Forty years after Dora V. Smith and NCTE’s Commission on the English Curriculum (Smith & The Commission, 1952) called for integrated language arts in the elementary school, reading is emerging with the richness of a real language art rather than remaining a separate skill-oriented subject. This is the overriding impression one receives from the chapters in this volume. Whereas the Commission called for genuine communication in the classroom, not quite the “meaning making” preferred today, the ultimate intent seems similar, particularly given the stress on literature for children and on thematic and topical units to provide an ideational framework that marked the work of the earlier commission (see Mackintosh, 1954). Some differences remain unresolved in the profession, particularly with respect to the kinds of instruction needed by young people and the ways in which instruction is most effectively introduced; but even the most militant whole language advocate seems now to recognize the importance of planning help for some children, whether by coaching, conferencing, scaffolding, reciprocal teaching, instructional conversations, or even direct teaching.
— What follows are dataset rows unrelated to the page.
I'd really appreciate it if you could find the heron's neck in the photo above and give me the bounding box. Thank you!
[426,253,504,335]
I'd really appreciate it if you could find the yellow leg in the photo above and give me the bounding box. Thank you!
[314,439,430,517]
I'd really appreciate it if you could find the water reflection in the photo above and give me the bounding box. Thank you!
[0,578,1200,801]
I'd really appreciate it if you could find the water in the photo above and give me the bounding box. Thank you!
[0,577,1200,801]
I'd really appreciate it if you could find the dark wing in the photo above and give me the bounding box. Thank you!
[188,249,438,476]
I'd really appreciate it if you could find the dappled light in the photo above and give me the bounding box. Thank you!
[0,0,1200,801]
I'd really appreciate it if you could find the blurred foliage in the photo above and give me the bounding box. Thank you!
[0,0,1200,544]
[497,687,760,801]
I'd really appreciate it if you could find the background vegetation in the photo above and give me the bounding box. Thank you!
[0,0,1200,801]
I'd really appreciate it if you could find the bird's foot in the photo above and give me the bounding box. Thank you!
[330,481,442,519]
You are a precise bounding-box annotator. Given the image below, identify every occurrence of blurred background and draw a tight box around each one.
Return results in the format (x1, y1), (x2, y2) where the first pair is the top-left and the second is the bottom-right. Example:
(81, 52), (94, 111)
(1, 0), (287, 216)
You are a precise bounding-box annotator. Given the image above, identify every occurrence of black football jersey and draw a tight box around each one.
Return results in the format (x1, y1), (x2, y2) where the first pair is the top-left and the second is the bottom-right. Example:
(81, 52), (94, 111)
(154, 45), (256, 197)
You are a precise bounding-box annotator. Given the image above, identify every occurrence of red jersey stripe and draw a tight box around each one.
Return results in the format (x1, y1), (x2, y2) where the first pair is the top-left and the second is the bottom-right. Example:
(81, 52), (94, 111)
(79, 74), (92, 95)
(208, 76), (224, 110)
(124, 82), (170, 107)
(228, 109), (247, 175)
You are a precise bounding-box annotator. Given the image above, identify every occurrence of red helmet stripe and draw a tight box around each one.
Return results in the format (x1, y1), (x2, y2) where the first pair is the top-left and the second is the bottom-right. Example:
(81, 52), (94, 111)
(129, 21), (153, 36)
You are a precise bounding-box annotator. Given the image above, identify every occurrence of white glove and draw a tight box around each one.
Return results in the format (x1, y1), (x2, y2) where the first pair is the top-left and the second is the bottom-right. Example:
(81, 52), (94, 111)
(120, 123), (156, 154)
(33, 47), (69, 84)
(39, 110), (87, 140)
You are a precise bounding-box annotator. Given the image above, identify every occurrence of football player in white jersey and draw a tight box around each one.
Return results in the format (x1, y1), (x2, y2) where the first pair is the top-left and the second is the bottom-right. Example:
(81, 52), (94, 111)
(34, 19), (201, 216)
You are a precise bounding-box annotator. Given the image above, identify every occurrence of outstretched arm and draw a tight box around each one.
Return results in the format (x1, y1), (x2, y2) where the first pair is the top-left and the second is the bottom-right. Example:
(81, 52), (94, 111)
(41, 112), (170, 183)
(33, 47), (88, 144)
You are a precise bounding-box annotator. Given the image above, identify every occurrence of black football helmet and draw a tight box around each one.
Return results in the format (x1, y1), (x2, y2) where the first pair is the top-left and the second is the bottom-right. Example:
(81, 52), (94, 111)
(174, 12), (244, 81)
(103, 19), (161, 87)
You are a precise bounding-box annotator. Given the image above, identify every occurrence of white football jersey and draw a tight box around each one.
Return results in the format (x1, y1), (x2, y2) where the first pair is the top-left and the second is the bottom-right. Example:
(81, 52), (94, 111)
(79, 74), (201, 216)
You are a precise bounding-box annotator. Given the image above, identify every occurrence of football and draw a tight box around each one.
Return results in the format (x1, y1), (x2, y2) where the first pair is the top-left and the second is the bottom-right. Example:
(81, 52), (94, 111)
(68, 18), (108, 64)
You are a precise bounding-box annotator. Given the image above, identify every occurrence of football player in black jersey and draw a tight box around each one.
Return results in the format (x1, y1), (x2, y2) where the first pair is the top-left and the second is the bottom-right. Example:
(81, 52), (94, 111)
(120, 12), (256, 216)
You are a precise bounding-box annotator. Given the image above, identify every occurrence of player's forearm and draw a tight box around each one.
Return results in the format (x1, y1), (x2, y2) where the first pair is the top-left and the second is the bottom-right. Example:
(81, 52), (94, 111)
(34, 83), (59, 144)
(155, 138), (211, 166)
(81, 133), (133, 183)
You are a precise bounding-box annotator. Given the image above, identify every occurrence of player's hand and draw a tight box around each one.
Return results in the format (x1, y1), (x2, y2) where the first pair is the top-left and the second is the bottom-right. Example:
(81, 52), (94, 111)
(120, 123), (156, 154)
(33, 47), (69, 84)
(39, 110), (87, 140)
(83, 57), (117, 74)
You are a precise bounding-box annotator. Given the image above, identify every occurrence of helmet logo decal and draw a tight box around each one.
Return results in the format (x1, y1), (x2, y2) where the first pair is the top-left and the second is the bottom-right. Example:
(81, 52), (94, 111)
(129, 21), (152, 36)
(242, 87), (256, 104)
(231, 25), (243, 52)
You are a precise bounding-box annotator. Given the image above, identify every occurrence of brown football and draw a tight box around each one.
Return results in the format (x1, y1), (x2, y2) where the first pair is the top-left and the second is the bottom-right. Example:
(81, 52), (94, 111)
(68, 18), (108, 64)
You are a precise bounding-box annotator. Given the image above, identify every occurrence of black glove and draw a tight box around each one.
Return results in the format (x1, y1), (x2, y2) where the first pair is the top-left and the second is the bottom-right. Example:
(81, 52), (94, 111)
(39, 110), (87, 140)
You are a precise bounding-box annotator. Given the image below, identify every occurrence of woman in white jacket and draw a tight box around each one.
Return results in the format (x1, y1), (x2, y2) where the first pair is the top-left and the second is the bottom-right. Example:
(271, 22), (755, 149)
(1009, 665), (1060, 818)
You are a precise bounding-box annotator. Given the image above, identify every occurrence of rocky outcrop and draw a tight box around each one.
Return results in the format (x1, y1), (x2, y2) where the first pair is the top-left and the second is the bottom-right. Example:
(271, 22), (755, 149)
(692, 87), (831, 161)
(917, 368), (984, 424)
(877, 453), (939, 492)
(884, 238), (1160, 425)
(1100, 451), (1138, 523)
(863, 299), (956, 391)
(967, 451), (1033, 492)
And researchers concerned about skill development seem newly aware of such matters as children’s need to read widely, of the importance of linking oral language and writing to reading, of the power of reading literature aloud, and of the importance of talking about books. Sharp differences remain, especially with respect to the when, why, and how of phonics, but, clearly, leaders in the profession are moving to resolve the baffling clash between those who stress instructional design and those who cultivate language experience.